Camila empezó a sacar malas calificaciones. Una tarde la encontré llorando en el baño.
—No quiero que se separen —me dijo entre sollozos—. ¿Por qué no pueden intentarlo otra vez?
No supe qué responderle. ¿Cómo explicarle a una niña que a veces el amor no basta?
Un domingo fui a ver a mi mamá al mercado donde vende flores desde hace treinta años. Me senté junto a ella entre los ramos de cempasúchil y las cubetas llenas de agua fría.
—¿Tú alguna vez pensaste en dejar a mi papá? —le pregunté.
Ella suspiró y me miró con esos ojos cansados pero llenos de vida.
—Muchas veces, hija. Pero cada quien sabe hasta dónde aguanta. Lo importante es no perderse una misma por nadie.
Sus palabras me dieron fuerza. Decidí buscar trabajo extra para poder pagar la casa sola. Empecé a vender postres en la escuela de Camila y a limpiar casas los fines de semana. Había días en que sentía que no podía más; pero cada vez que veía a mi hija dormir tranquila, recordaba por qué seguía luchando.

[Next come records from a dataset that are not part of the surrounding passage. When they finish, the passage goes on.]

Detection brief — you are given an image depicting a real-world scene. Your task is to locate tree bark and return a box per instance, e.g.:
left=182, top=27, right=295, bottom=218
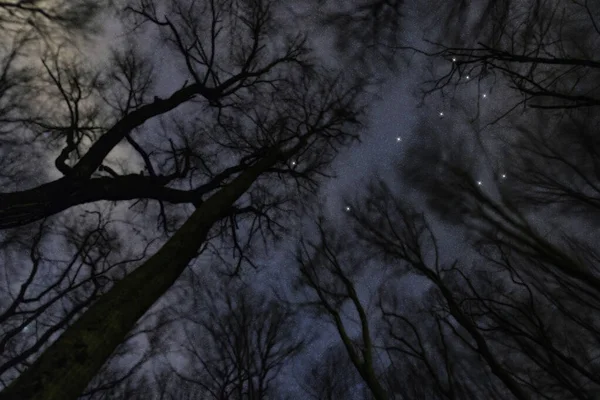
left=0, top=148, right=288, bottom=400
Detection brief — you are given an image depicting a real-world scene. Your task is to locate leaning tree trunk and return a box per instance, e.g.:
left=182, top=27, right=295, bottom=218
left=0, top=145, right=290, bottom=400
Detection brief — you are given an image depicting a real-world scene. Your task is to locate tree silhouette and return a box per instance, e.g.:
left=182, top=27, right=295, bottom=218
left=0, top=1, right=366, bottom=399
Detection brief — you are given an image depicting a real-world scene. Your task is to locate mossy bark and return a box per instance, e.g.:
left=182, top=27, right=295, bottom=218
left=0, top=154, right=281, bottom=400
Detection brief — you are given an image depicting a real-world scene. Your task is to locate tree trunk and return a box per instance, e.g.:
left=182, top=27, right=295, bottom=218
left=0, top=149, right=284, bottom=400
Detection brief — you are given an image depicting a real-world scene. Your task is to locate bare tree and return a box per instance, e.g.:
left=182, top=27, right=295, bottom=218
left=297, top=344, right=371, bottom=400
left=1, top=1, right=365, bottom=399
left=296, top=219, right=388, bottom=399
left=164, top=282, right=304, bottom=400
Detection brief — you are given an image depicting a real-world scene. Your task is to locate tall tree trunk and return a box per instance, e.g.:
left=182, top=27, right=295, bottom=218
left=0, top=148, right=288, bottom=400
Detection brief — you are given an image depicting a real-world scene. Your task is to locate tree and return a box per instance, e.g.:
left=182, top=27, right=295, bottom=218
left=164, top=283, right=305, bottom=400
left=296, top=219, right=388, bottom=400
left=0, top=1, right=365, bottom=399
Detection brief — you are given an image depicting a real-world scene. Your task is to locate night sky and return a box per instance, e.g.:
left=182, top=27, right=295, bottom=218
left=0, top=0, right=600, bottom=399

El día que firmamos el divorcio llovía fuerte. Andrés y yo salimos del juzgado sin mirarnos. Me subí al microbús rumbo a casa y sentí una mezcla extraña de alivio y tristeza.
Esa noche Camila se acercó mientras yo lavaba los trastes.
—¿Ahora qué va a pasar con nosotras? —me preguntó bajito.
La abracé y le respondí:
—Vamos a estar bien, hija. Vamos a salir adelante juntas.
Hoy han pasado dos años desde ese día. Andrés ve a Camila cada quince días; ya casi no hablamos, pero hemos aprendido a convivir por ella. Yo sigo trabajando duro; logré terminar la prepa abierta y ahora sueño con poner mi propio negocio de pasteles.
A veces me pregunto si hice lo correcto; si debí luchar más por mi matrimonio o si fue mejor dejarlo ir antes de perderme a mí misma por completo.
¿Ustedes qué harían? ¿Hasta dónde vale la pena luchar por una relación antes de elegir tu propia paz?